Monday, June 20, 2016

Video Game Development: Efficiency Part 2

Memory Profiling

We won't go deep into this subject, but it is good to be familiar with the idea.  Memory profiling is a method of tracking and viewing the memory usage statistics of your program.  It can be used to track down memory leaks and to find parts of the program that are using more memory than expected.  In general, it is good to use some kind of process viewer to see how much memory your game is using, but if you find it using more memory than you expect, you will need to do some memory profiling to figure out where and why it is using so much memory.

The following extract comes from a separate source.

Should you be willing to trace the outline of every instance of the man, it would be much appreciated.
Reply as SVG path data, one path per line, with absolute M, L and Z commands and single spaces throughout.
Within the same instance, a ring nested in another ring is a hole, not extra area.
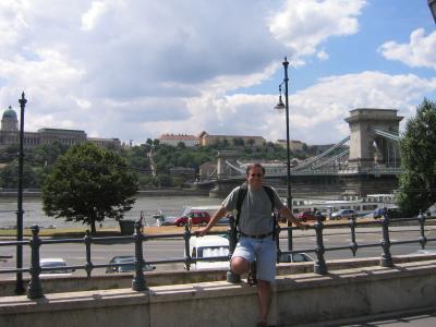
M 257 326 L 267 326 L 271 301 L 271 282 L 276 278 L 277 261 L 277 247 L 272 238 L 271 201 L 263 186 L 265 168 L 261 164 L 250 165 L 246 168 L 247 192 L 240 213 L 240 239 L 230 261 L 231 270 L 234 274 L 242 275 L 249 271 L 250 264 L 256 259 L 257 295 L 261 306 L 261 320 Z M 196 232 L 197 237 L 205 235 L 226 213 L 237 209 L 240 187 L 235 187 L 227 196 L 209 223 Z M 278 210 L 280 217 L 304 229 L 306 226 L 295 219 L 289 208 L 280 201 L 277 192 L 274 189 L 272 191 L 272 207 Z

There is a Python library called memory_profiler that can be installed with the command pip install -U memory_profiler.  (Python generally comes with pip, but under certain circumstances, you may find you need to install it yourself.)  You should also run pip install -U psutil, or memory_profiler may take an excessively long time calculating the results (it also may not be able to calculate some of the results).  How to use this module is beyond the scope of this article, but a quick Google search should offer more than enough documentation.

Data Structures

Perhaps the two most common data structures used in software development are the array and the linked list.  Understanding how these work can provide you with tools for customizing performance to your target platform.  An array has a static size, and it is fast for random access.  Because the size is static, if you need the size to be changed, you have to create a new, larger array and then copy all of the data, which is quite expensive.  Linked lists are slow for random access, and they use more memory than arrays, but they are dynamically sizable, and resizing is cheap.  Neither data structure is perfect for every situation, but arrays tend to be better when your list of data will not be increasing or decreasing often, and you need to be able to quickly access any element.  Linked lists tend to be better when the size of your list will be changing frequently and most of the access is sequential (like, in a for loop).  These are not the only data structures with this kind of tradeoff, though they are the most commonly used data structures in games.

Objects

Games seem like the perfect place to use objects, but there are some important things to realize about objects and efficiency.  To start with, objects are a meta-data type.  In other words, objects define new data types.  As with any data type, objects should be used when appropriate and avoided when not.  Common wisdom teaches that the best programming style for object oriented programs is to encase everything in an object.  This makes about as much sense as saying that every piece of data in a program should be stored in the form of a string, a char, or an integer, especially with reference to game programming.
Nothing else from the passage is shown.